Besides their association with surgical ISUP GG, PSMA PET parameters have shown their potential to assist in prediction of presence of pelvic LNI. Muehlematter and colleagues showed significant higher median values in PSMAvolume and PSMAtotal comparing patients with and without LNI at histopathological evaluation and this was confirmed at external validation [29]. In addition, Laudicella and colleagues showed PSMAtotal and PSMAvolume to be significantly associated with pathological T stage after RP. They reported that using PSMAtotal and PSMAvolume for the prediction of extraprostatic extension resulted in AUCs of 71% and 72%, respectively. By using their proposed cutoff of 24.6 g/ml x cm3 for PSMAtotal and 4.41 cm3 for PSMAvolume, sensitivity for the detection of EPE of 71% was reached [6]. However, this study is limited by its single-center nature and small sample size. Lastly, PSMA whole body uptake (total volume of PSMA-avid tumor) has been shown to have a direct and positive correlation with serum PSA values in prostate cancer patients with biochemical recurrence [30]. Although outside of the scope of current study, these preliminary findings regarding the predictive value of PSMAtotal and PSMAvolume for local tumor stage and presence of LNI should be validated using large multi-center and multi-tracer patient populations. In this future study, focus should also be on identification of clinically relevant and reproducible thresholds for accurate predictive modelling among different patient populations. A pragmatic subclassification, as proposed in this study, could account for the variability regarding uptake parameters, and validation of our classification system in external cohorts is crucial to answer this question.

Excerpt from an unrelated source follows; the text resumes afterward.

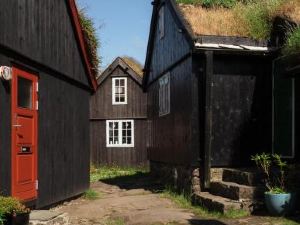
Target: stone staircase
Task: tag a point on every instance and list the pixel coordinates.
(232, 189)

In addition, future studies should also focus on the association between PSMA PET parameters and oncological outcomes including biochemical recurrence and development of metastastatic disease, which have been described previously [31, 32]. Unfortunately, this study is limited by the lack of data on follow-up and recurrence and these outcome parameters where therefore not evaluated.

Although our study has several strengths, such as a multicenter international study with one of the largest series of patients available describing the predictive value of PSMA PET quantitative parameters using different radioligands, it is not devoid of limitations. First, our study did not include central review or second reading of PSMA PET/CT. This could potentially have introduced interobserver variability. Second, we did not include intra-individual comparisons between different tracers, and although we adjusted for potential confounders on multivariate analysis, this could introduce selection bias. Third, no restrictions were used regarding type of radioligands, scanners as well as used software, which could also have led to information bias. However, the incorporation of different protocols and scanners may also be seen as a strength, as the incorporation of this heterogeneity potentially enables more robust estimations, and the variability reflects the real-world clinical situation. In addition, data regarding the location of PSMA uptake in the prostate, physiological PSMA uptake in non-malignant tissue and scoring systems integrating this information (e.g. PSMA expression V score and the PRIMARY score), were unfortunately not available in this study [28, 33]. Lastly, in-between hospital differences in selection of patients for PSMA PET/CT as well as the lack of central histopathological review. This could explain hospital to be significantly associated with ISUP GG ≥ 4 on multivariable analysis, potentially introducing selection and information bias, which could limit the generalizability of the results.

Conclusions

We demonstrated that PSMA PET parameters SUVmax, PSMAvolume and PSMAtotal are associated with ISUP GG found at final histopathological evaluation. Our results suggest a robust classification system with clinically relevant thresholds, which has the potential to assist in prostate cancer risk stratification in daily clinical practice.